Defunct railway station in New Zealand

Pitcaithly’s railway station and siding was a station on the Hutt Valley Line section of the Wairarapa Line in New Zealand north of Melling, which ran up the western side of the valley until 1954. It was replaced by Andrews railway station in 1938.

== History ==
Pitcaithly’s was one of several stations opened in 1908 on the Hutt Valley section of the line, along with Melling, Gosse and Co’s siding, the Belmont Quarry Co’s Siding (which is not to be confused with the Belmont railway station), and the Silverstream Bridge railway station.

Pitcaithly’s was closed in 1938 and the building moved to the Andrews railway station south of Gosse and Co’s siding. The distance moved south was about 1.2 km on the sketch map, but 3.65 km based on the difference in distance from Wellington (11.13 and 13.40 miles). However Hoy does note that 13.40 miles, the distance of Pitcaithly’s from Wellington, is an approximate mileage only.

Hoy has a photo of the station building at Pitcaithly’s, which is a small Flag Station shelter building with a two-part pitched roof highest at the middle. The name on the building is Pitcaithlys without an apostrophe. Note that in the index, sketch map and Appendix A, Hoy spells the name Pitchaithlys, which appears to be a mistake.

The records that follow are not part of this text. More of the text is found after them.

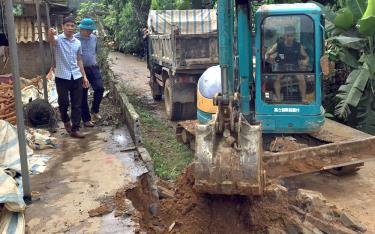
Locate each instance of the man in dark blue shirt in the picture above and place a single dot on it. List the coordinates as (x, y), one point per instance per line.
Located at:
(291, 57)
(89, 49)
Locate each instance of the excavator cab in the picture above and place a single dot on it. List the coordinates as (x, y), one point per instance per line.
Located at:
(235, 109)
(288, 73)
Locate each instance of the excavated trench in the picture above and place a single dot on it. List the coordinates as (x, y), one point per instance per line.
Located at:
(277, 211)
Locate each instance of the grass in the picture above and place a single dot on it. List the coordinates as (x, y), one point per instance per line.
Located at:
(170, 157)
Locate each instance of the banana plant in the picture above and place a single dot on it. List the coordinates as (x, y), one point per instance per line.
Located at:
(351, 32)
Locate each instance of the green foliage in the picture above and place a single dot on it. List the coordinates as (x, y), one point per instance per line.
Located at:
(169, 156)
(351, 41)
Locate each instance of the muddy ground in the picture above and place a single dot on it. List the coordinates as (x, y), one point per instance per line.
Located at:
(354, 193)
(82, 175)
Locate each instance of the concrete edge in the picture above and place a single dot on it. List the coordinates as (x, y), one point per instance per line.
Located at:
(133, 123)
(131, 117)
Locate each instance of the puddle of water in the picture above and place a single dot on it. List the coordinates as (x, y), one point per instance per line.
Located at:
(113, 225)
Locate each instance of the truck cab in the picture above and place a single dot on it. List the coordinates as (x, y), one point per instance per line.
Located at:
(288, 75)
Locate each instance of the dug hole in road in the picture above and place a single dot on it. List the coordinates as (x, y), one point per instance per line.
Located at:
(314, 203)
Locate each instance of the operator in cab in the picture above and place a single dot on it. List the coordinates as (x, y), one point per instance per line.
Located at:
(290, 57)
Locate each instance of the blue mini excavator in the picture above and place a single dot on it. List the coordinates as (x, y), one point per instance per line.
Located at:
(284, 97)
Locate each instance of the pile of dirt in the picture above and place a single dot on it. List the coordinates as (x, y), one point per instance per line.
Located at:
(278, 211)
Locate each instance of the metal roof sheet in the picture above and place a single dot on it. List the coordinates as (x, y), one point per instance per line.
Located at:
(27, 30)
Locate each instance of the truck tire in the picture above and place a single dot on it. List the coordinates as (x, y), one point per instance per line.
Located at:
(156, 90)
(172, 108)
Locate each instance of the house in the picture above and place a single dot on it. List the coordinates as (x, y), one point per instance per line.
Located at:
(34, 61)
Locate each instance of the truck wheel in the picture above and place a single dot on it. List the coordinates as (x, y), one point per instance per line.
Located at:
(189, 110)
(156, 90)
(172, 108)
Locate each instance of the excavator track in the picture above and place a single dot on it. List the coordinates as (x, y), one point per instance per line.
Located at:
(336, 148)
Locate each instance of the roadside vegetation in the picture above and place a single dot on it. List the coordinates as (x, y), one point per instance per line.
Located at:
(350, 44)
(170, 157)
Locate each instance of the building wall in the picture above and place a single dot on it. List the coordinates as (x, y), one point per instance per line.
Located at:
(31, 59)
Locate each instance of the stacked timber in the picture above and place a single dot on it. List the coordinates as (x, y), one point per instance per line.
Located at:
(8, 101)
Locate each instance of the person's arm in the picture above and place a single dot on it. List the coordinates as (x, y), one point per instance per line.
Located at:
(272, 51)
(305, 56)
(85, 81)
(51, 36)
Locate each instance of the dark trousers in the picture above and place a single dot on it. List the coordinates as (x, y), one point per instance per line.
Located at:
(73, 89)
(95, 78)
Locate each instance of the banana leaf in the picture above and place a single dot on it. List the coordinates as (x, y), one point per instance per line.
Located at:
(356, 43)
(365, 112)
(370, 62)
(366, 25)
(351, 92)
(357, 7)
(328, 13)
(344, 19)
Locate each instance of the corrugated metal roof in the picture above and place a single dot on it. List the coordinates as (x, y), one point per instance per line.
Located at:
(27, 30)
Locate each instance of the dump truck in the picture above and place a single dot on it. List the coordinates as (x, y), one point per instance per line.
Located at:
(182, 44)
(255, 126)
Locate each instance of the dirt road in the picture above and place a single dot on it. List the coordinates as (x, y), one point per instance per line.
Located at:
(355, 193)
(82, 175)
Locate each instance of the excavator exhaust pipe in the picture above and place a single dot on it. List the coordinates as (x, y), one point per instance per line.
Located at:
(224, 168)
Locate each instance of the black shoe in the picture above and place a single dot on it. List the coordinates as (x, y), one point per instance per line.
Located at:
(68, 127)
(77, 134)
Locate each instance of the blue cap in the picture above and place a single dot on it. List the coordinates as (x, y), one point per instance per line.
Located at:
(88, 24)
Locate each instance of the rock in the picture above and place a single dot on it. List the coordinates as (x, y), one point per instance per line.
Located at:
(350, 222)
(293, 225)
(275, 231)
(275, 191)
(153, 209)
(171, 226)
(314, 202)
(101, 210)
(306, 197)
(327, 227)
(308, 228)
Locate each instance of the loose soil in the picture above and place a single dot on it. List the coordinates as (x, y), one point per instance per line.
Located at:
(188, 212)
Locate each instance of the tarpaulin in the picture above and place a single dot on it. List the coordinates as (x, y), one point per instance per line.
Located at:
(197, 21)
(11, 194)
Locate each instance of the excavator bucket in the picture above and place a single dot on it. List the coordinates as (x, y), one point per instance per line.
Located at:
(224, 168)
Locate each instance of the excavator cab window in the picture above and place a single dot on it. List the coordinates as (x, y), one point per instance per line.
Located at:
(288, 61)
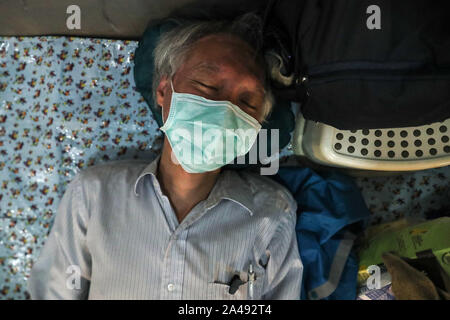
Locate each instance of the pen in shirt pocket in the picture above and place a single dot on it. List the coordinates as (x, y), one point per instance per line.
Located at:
(251, 280)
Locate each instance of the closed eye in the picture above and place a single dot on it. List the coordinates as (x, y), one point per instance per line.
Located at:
(206, 86)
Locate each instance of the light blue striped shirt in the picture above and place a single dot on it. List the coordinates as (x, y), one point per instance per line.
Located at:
(119, 232)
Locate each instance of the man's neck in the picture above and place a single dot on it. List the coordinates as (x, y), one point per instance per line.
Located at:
(184, 190)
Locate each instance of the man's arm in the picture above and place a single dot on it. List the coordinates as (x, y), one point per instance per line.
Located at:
(284, 270)
(62, 270)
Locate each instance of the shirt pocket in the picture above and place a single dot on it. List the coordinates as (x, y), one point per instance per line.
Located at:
(220, 291)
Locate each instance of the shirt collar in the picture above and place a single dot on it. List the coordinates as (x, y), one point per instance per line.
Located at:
(230, 185)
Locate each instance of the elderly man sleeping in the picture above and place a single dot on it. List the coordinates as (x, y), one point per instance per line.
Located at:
(182, 227)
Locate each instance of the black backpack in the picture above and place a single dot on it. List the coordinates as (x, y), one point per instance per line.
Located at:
(359, 64)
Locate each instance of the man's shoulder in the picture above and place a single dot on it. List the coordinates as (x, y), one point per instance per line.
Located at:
(117, 171)
(268, 195)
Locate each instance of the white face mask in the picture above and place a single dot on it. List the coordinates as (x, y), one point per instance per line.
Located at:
(206, 134)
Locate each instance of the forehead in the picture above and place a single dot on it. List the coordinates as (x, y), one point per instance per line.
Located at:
(224, 54)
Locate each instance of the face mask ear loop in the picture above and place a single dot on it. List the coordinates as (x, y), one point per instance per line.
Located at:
(171, 84)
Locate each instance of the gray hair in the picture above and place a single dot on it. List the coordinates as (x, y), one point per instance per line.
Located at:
(173, 45)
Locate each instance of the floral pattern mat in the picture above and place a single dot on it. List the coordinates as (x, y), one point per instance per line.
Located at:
(69, 103)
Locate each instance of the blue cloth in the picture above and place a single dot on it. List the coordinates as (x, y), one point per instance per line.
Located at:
(331, 210)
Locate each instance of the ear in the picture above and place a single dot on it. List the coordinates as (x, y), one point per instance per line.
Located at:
(161, 90)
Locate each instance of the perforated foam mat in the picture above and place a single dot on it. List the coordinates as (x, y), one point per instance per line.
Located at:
(410, 148)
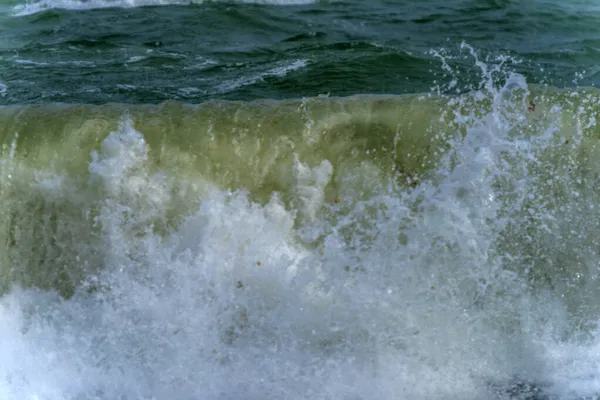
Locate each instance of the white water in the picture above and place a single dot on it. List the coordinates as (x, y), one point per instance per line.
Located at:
(404, 294)
(35, 6)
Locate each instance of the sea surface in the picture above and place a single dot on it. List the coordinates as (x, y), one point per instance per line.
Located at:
(324, 200)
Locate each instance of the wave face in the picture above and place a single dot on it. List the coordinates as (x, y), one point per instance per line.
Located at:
(222, 200)
(422, 247)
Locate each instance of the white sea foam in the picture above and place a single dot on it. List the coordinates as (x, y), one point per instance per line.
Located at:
(404, 294)
(36, 6)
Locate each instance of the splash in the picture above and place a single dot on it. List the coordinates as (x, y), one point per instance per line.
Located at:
(363, 270)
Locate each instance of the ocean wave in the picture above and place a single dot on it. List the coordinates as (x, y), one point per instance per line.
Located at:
(445, 245)
(37, 6)
(279, 71)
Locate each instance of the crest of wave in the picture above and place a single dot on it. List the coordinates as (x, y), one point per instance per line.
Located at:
(37, 6)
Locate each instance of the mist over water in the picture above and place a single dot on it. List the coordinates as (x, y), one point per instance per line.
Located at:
(276, 240)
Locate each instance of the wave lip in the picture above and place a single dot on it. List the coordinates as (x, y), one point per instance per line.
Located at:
(37, 6)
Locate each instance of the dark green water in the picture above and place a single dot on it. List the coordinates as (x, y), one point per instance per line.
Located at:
(324, 200)
(79, 51)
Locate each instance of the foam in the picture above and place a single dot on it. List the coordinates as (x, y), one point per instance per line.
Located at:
(34, 7)
(298, 262)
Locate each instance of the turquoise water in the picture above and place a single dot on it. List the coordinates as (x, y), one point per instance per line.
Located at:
(299, 200)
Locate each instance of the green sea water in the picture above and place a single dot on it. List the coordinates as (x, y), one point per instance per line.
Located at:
(299, 200)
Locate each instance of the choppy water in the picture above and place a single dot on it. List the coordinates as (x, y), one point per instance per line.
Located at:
(299, 200)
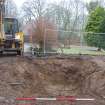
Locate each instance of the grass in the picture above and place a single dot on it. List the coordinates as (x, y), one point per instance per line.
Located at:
(82, 50)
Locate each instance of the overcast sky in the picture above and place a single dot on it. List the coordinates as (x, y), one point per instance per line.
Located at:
(19, 2)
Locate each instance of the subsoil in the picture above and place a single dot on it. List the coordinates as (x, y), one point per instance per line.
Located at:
(80, 76)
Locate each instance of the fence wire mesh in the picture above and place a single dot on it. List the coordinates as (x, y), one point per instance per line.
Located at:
(71, 42)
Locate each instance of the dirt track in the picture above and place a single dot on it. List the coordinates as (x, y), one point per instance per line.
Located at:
(80, 76)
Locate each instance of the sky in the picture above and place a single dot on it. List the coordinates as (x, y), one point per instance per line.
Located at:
(20, 2)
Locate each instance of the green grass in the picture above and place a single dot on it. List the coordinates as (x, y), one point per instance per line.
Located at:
(79, 50)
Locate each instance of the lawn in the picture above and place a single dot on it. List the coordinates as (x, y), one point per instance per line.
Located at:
(82, 50)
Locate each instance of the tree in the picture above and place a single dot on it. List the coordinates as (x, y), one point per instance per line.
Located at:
(92, 6)
(33, 9)
(96, 23)
(10, 8)
(41, 36)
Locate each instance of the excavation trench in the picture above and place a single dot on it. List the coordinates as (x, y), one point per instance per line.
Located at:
(77, 76)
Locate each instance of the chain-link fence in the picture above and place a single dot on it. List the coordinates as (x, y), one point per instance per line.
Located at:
(71, 42)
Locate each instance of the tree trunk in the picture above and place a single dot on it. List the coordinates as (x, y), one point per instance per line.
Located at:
(99, 49)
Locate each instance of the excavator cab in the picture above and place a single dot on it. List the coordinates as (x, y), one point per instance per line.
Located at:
(13, 39)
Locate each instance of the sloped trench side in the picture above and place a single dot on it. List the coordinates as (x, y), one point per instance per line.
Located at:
(21, 77)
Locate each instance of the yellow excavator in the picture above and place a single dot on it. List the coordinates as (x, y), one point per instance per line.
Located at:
(11, 40)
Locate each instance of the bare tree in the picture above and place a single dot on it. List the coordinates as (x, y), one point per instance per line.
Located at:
(10, 8)
(33, 9)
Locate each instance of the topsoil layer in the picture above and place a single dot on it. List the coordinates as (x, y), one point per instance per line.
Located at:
(74, 76)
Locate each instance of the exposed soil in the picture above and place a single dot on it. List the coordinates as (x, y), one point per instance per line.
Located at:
(81, 76)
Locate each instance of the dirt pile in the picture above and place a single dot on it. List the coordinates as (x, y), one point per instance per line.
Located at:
(78, 76)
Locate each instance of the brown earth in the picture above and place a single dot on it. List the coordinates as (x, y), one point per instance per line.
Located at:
(80, 76)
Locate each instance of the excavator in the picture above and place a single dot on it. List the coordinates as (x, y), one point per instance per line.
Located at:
(11, 40)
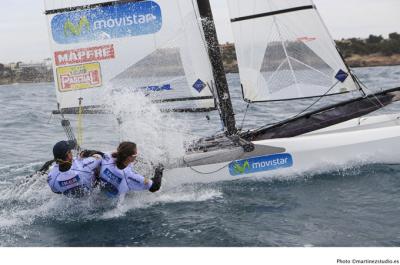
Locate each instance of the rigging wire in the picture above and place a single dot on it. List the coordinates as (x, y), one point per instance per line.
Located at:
(303, 111)
(244, 117)
(80, 123)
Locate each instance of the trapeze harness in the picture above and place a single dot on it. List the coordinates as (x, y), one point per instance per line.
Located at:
(77, 181)
(117, 181)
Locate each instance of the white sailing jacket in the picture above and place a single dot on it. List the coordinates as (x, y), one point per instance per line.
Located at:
(116, 181)
(78, 180)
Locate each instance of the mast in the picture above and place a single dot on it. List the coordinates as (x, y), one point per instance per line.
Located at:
(224, 98)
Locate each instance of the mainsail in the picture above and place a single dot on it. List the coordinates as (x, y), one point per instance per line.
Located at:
(103, 47)
(285, 52)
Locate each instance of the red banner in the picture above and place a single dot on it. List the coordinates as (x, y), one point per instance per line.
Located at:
(84, 55)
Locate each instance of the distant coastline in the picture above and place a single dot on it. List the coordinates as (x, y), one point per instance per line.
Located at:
(370, 52)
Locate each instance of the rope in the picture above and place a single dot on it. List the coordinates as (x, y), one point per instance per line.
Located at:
(212, 172)
(80, 123)
(244, 117)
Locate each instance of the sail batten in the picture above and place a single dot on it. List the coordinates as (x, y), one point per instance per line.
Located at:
(285, 52)
(273, 13)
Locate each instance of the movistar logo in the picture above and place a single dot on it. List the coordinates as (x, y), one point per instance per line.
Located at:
(76, 30)
(240, 169)
(260, 164)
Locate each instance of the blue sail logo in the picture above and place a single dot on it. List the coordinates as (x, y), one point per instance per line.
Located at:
(125, 19)
(260, 164)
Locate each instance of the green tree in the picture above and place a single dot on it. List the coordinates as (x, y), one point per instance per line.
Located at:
(372, 39)
(394, 36)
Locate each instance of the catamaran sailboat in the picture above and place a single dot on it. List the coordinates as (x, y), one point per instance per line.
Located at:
(170, 47)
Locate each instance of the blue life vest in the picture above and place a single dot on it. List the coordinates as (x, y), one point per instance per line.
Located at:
(117, 181)
(78, 180)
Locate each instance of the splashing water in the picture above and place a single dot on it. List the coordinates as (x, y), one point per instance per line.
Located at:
(158, 135)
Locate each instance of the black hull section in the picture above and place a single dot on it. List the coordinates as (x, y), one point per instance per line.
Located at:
(325, 117)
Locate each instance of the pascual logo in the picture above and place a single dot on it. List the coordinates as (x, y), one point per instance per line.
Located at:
(259, 164)
(79, 77)
(76, 30)
(119, 20)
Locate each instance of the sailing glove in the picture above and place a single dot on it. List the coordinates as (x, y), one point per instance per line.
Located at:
(158, 173)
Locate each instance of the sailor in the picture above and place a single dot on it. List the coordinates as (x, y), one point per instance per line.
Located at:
(73, 177)
(117, 175)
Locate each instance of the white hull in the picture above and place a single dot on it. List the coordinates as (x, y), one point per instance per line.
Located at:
(359, 141)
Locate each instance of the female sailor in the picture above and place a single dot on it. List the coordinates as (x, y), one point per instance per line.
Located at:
(73, 177)
(117, 175)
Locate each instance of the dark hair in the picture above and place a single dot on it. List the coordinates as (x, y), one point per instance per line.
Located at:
(125, 150)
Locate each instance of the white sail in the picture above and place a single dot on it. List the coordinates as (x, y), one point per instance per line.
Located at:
(285, 52)
(153, 46)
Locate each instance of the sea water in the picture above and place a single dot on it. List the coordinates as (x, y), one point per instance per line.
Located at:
(348, 207)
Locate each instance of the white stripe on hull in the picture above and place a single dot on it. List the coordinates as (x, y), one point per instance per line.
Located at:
(356, 142)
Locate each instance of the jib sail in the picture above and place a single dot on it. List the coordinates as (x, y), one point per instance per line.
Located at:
(285, 52)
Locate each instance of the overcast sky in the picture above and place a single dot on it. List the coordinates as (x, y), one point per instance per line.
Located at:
(24, 35)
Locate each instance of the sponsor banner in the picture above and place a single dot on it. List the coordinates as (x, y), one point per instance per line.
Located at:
(119, 20)
(79, 77)
(84, 55)
(260, 164)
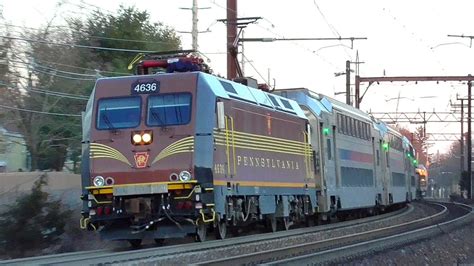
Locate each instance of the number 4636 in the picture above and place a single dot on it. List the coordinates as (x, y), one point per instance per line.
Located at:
(147, 87)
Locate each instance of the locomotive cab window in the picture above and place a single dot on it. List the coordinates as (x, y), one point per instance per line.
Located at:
(116, 113)
(169, 109)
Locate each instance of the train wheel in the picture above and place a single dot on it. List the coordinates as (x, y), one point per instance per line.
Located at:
(221, 231)
(135, 243)
(286, 223)
(201, 232)
(309, 221)
(272, 222)
(159, 241)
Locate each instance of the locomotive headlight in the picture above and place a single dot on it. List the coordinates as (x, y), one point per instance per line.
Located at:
(137, 138)
(146, 137)
(98, 181)
(184, 176)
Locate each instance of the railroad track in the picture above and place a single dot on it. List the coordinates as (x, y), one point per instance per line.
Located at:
(339, 249)
(150, 254)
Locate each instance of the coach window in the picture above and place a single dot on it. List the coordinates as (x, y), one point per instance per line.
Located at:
(328, 147)
(116, 113)
(378, 157)
(169, 109)
(339, 126)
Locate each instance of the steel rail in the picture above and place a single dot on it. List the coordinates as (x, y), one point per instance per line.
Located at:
(314, 247)
(379, 244)
(112, 256)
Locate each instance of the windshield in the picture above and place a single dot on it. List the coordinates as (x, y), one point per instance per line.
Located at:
(115, 113)
(169, 109)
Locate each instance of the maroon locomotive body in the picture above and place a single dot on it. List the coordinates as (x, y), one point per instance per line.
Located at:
(167, 155)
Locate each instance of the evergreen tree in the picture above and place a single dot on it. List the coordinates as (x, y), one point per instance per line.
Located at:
(34, 222)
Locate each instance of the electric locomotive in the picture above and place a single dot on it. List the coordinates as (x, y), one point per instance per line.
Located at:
(172, 154)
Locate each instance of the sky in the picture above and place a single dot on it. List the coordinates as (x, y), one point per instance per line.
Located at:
(404, 38)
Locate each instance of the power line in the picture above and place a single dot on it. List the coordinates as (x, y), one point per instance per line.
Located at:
(38, 112)
(46, 90)
(331, 27)
(77, 45)
(52, 93)
(62, 76)
(94, 36)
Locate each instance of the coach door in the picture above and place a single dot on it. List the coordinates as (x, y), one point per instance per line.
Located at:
(385, 172)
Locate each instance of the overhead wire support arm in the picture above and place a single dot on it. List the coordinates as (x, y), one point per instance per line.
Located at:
(352, 39)
(463, 36)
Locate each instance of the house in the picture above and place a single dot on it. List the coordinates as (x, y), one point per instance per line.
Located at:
(14, 156)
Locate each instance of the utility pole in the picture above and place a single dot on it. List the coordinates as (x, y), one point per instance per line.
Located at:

In 1938 the Minister of Railways Dan Sullivan said that moving the station from Pitcaithlys (sic) to Andrews had been decided two years ago, as the settlement in the vicinity of the new station was several times greater than the population adjacent to Pitcaithlys. It did not relate to general improvements to Hutt Valley rail facilities, which had not yet been considered by Cabinet.